What is Vibe Coding and Should You Care?
by Bernard Murphy on 08-06-2025 at 6:00 am

This isn’t a deep article. I only want to help head off possible confusion over this term. I have recently seen “vibe coding” pop up in discussions around AI for code generation. The name is media-friendly giving it some stickiness in the larger non-technical world, always a concern when it comes to anything AI. The original intent is a fast way to prototype web-based apps, particularly the look and feel of the interface. But given a widespread tendency even among those of us who should know better to conflate any specific AI-related idea with everything AI, I offer my take here to save you the trouble of diving down this particular rabbit hole.

What is Vibe Coding and Should You Care?

A brief summary

This wasn’t a marketing invention. Andrej Karpathy, a guy with serious AI credibility (Open AI and Tesla) came up with the term to describe a method using an LLM-based code generator (voice activated) to describe and change what he wants without worrying about the underlying code generation. It’s a fast way to blow past all the usual distractions, letting the LLM fix bugs, not even having to type LLM prompts, surrendering to the vibe – he will know what he wants when he sees it.

Karpathy stresses that this is a quick and fun way to build throwaway projects, not a way to build serious code. But see above. AI already carries an aura of magic for some. Even a hint that it might let non-experts play the startup lottery must be difficult to resist. There has been abundant criticism of the concept. If some college students are already tempted to let AI write their essays, imagine what would happen if that mindset is let loose on production software (or hardware) projects.

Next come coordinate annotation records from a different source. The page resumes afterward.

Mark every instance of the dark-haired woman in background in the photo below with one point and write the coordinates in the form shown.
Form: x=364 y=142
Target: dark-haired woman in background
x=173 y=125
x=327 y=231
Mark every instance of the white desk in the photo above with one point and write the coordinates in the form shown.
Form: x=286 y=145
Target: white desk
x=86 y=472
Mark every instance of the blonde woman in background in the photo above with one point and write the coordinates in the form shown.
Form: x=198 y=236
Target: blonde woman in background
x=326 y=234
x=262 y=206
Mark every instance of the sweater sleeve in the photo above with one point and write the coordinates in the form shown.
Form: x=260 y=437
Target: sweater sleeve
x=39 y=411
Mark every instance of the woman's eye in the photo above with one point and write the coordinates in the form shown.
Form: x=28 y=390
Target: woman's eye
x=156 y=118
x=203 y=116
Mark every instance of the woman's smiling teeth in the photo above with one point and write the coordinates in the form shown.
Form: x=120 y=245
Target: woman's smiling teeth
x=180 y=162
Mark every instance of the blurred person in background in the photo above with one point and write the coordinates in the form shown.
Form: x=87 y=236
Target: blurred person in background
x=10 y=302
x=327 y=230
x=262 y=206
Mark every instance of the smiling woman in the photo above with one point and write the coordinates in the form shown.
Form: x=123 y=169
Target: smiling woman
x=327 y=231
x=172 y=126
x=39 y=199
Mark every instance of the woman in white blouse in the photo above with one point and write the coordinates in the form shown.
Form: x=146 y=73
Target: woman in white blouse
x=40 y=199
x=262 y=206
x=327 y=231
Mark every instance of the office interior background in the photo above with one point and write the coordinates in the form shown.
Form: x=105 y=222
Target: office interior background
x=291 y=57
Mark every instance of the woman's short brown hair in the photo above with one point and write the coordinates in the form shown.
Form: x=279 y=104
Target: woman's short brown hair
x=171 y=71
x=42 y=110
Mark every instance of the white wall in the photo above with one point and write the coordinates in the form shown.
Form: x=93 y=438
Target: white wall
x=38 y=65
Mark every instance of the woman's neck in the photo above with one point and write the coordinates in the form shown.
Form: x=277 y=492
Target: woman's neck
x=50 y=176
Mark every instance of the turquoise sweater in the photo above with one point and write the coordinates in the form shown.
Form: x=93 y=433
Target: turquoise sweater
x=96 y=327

I wrote recently on Agentic/GenAI adoption in software engineering, though in that case still assuming disciplined usage. Vibe coding in that context would be a step too far, indifferent to safety and security, even casual about detailed functionality. Overall – a clever and entertaining idea, in the hands of an expert a quick way to play with prototype ideas. For anyone looking for a shortcut, just a faster way to generate garbage.

In the fast-evolving AI market the websphere is already refining the initial vibe coding proposition. These efforts aim to redirect focus following a public faceplant (unfortunately I can no longer find the link) by a self-admitted non-coding user who launched and announced a vibe-coded app. Said app was immediately bombarded by hackers. Natural selection at work. The (current) new direction presents vibe coding as an adjunct to more conventional LLM-assisted development, not bypassing careful planning and verification/safety/security/reliability testing. These directions still seem to be very webapp-centric, unsurprisingly given the prototyping/human-interface focus of vibe-coding. Even here disastrous mistakes are possible for inexperienced users.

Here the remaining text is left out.